CAROLA CHÁVEZ, carolachavez.blogspot.com
Venezuela, 14.05.2011. Le mauvais côté de Chávez
samedi 14 mai 2011
Le mauvais côté de la révolution bolivarienne selon certains militants de gauche, est qu’elle n’est ni socialiste, ni révolution, et peut-être est-ce vrai. C’est pourquoi, à mesure que nous avançons, certains nous tournent le dos, non qu’ils passent à droite mais en marquant leur distance à coups de bruyants communiqués publics, avec l’air de ceux qui ne veulent pas déranger mais qui finissent par déranger. Ils exaltent les défauts. Ignorent les vertus. Pire, ils veulent nous libérer (nous les chavistes) de notre “faiblesse idéologique”. Car ce qui ne va pas c’est que Chavez est aussi chaviste. Eux, au nom de leurs idées et à la différence du peuple, tombent dans les bras de l’antichavisme furieux et occupent souvent les mêmes positions que la droite. Mais ils savent bien ce qui se passe : après tout, ils sont “les gens qui pensent” de ce pays. Vous me suivez ?

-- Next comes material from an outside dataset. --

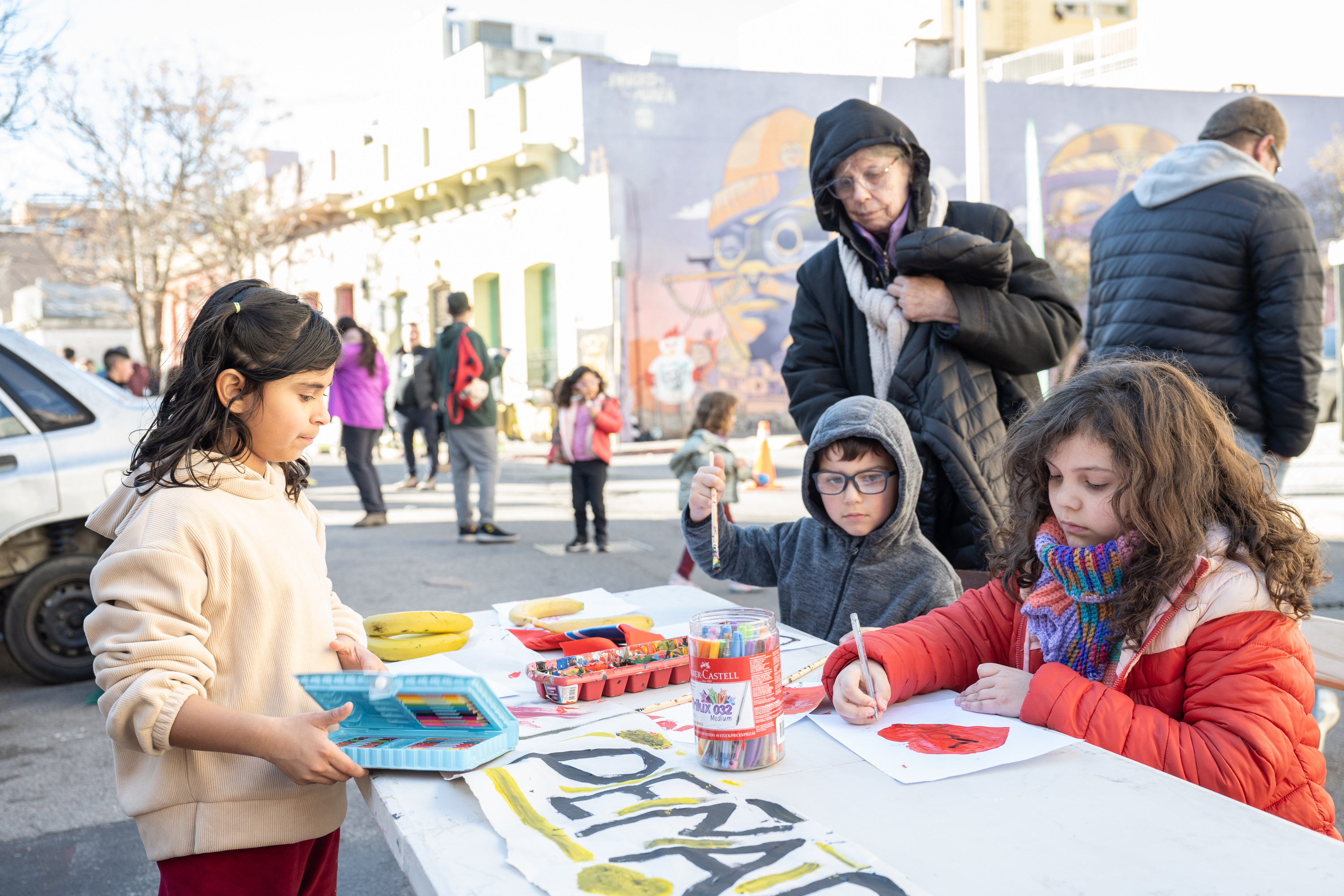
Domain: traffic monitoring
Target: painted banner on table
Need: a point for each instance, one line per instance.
(627, 823)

D’ailleurs que peut bien savoir sur les révolutions une maman qui passe la journée à élever des enfants, ou un concierge, ou quelqu’un qui vient d’apprendre à lire grâce à une révolution qui ne l’est pas ?
Ainsi, pendant que les théoriciens discutent des principes philosophiques que nous devons entériner pour atteindre la justice sociale, nous l’atteignons, peu à peu et à notre manière si particulière, comme il se doit. Parce que la faim et la misère n’allaient pas cesser pendant que nous nous mettions d’accord. Ou si ?
De sorte que notre “non-révolution” rend sa dignité au peuple et une fois que nous nous savons dignes nous ne voulons plus vivre sans la dignité. Personne, jamais ne pourra plus nous l’arracher.
Le paradigme “Gauche Vs. Droite” ne s’adapte pas toujours à notre réalité, ce qui se traduit par une erreur de calibre à l’heure d’affronter l’ennemi. J’imagine déjà ceux qui vont s’écrier : « avec la droite on ne négocie pas ! ». Mais ce qui est sûr c’est que nous sommes face à un paradigme majeur : Patrie Vs. colonie : au-delà de gauches et de droites, existe notre nécessité de libération et d’atteindre le plein exercice de notre souveraineté.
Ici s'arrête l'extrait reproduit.